Eduardo Martins, diretor de criação da Talent Marcel e membro do conselho do Conar, ponderou que ninguém se manifesta a favor de nada, mas as pessoas se movem mais para reclamar de algo. Ele destacou que a agência para qual ele trabalha costuma criar campanhas bem humoradas e citou uma delas que foi alvo de queixas no Conselho. "Era um filme para tubos e conexões Tigre, que mostrava uma reunião de condomínio que saiu pancadaria (assista abaixo). Foi uma situação exacerbada, cômica. Mas teve gente que achou que incitava a violência", afirmou.

"O humor só tem graça quando tem pertinência. É claro que tem muita gente chata que se incomoda por pouca coisa. Mas as pessoas que trabalham nisso no Conar - advogados, gente de associações de consumidores, profissionais de marketing -, sabem discernir o que passa do limite da responsabilidade”, opinou Martins.

Na seara da responsabilidade, a atriz e humorista Marianna Armellini se autodeclarou a mais “socialmente preocupada” entre os integrantes da mesa. “A propaganda propaga uma ideia, vende a ideia de que aquele produto ou aquela maneira de ser é uma coisa interessante. E propagar uma ideia é algo muito sério. Por isso, quando a publicidade personifica algum preconceito é algo grave demais”, lamentou. “Mas há uma clara diferença entre se sentir ofendido por algo sem importância e resvalar em crime ou discurso de ódio, que é outra coisa”.

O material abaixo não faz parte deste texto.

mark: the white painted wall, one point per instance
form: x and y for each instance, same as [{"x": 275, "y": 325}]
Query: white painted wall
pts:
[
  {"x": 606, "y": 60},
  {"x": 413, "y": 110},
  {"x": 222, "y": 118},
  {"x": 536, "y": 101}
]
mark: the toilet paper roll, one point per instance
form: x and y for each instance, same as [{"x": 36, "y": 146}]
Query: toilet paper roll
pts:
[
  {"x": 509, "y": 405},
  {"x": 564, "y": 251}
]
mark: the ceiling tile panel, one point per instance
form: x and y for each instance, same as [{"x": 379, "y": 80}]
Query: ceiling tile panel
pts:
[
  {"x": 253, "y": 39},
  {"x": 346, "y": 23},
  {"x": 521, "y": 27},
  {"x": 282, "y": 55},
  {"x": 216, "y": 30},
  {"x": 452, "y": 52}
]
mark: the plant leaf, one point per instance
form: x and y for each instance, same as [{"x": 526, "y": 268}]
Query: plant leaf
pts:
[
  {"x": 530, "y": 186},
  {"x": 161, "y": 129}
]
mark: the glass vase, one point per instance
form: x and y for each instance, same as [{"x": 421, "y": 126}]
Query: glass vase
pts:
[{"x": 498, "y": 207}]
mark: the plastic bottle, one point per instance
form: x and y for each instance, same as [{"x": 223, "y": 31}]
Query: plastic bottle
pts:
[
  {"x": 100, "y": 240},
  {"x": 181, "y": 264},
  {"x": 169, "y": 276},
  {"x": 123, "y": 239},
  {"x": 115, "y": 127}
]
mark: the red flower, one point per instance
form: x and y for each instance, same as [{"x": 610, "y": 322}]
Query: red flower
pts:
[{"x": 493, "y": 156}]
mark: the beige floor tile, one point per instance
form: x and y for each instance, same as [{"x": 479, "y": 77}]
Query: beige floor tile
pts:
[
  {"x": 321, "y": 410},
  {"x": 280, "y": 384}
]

Na avaliação dos debatedores, o advento das mídias sociais tornou o assunto ainda mais complexo. Ao mesmo tempo que o Twitter, o Facebook, o Instagram e outras deram voz às minorias, viraram palco para a intolerância. "As redes sociais também deram voz aos imbecis. Colocaram holofotes sobre aquelas bobagens que todo mundo dizia no recreio quando tinha 12 anos e praticamente ninguém iria ver ou ouvir, mas hoje estão lá publicadas”, declarou o humorista e redator Bruno Motta, citando o caso do comediante Julio Cocielo, que teve mensagens antigas com conteúdo racista e machista de seu Twitter resgatadas por internautas. Isso ocorreu depois que Cocielo publicou, no último mês de julho, um tuíte que relacionava o jogador francês Mbappé à prática de arrastões. Apesar de publicado um pedido de desculpas, diversas marcas romperam com o comediante.

"Acho que tem que tirar o dinheiro dele mesmo. Com 'grandes poderes vêm grandes responsabilidades'", posicionou-se Marianna, citando o personagem tio Ben, do longa Homem-Aranha. "Ele fala a milhões de pessoas, então, se disse algo de forma preconceituosa, tira o dinheiro. Só se aprende com punição. As pessoas que praticam esse tipo de 'humor' pararam para pensar, depois desse episódio. Evoluir é isso", arrematou.

"Concordo com a visão da Mari, mas vivemos um momento de intolerância. Algumas pessoas podem estar certas em sua opinião, mas perdem a razão por causa de seu discurso de ódio”, ponderou o humorista e imitador Rudy Landucci.

Em relação aos limites do humor, Rafael Castro, diretor de criação do Canal Parafernalha, defendeu que essa fronteira está, para ele, relacionada à empatia e à responsabilidade. "Eu poderia fazer uma piada com um político e quem é contra ele vai achar que eu fui sutil, mas quem é a favor não vai achar nem que foi uma piada. Por isso, eu prefiro não fazer. Responsabilidade, esse é o meu limite."


Já para propaganda, o limite do uso da comicidade é um pouco anterior do que para quem trabalha com humor, na avaliação de Martins. "Para publicidade, o limite está sempre nuns degraus antes que em um show de comédia, por exemplo. No espetáculo, a pessoa vai lá querendo assistir aquele tipo de conteúdo, que já é esperado", defendeu.

Ainda sobre até onde pode ir a comédia, Marianna opinou: "o humor fala com a razão. Toda vez que tem emoção envolvida a pessoa não vai rir. Se você vir uma pessoa tropeçar na rua, você ri, mas se é sua mãe quem tropeça e pode quebrar a perna, você não vai achar graça nenhuma. Nessa lógica, se eu sou mulher e vejo o cara falar sobre dar porrada na mulher, não acho engraçado, porque tenho amigas que já foram espancadas, ou seja, isso mexe com minha emoção".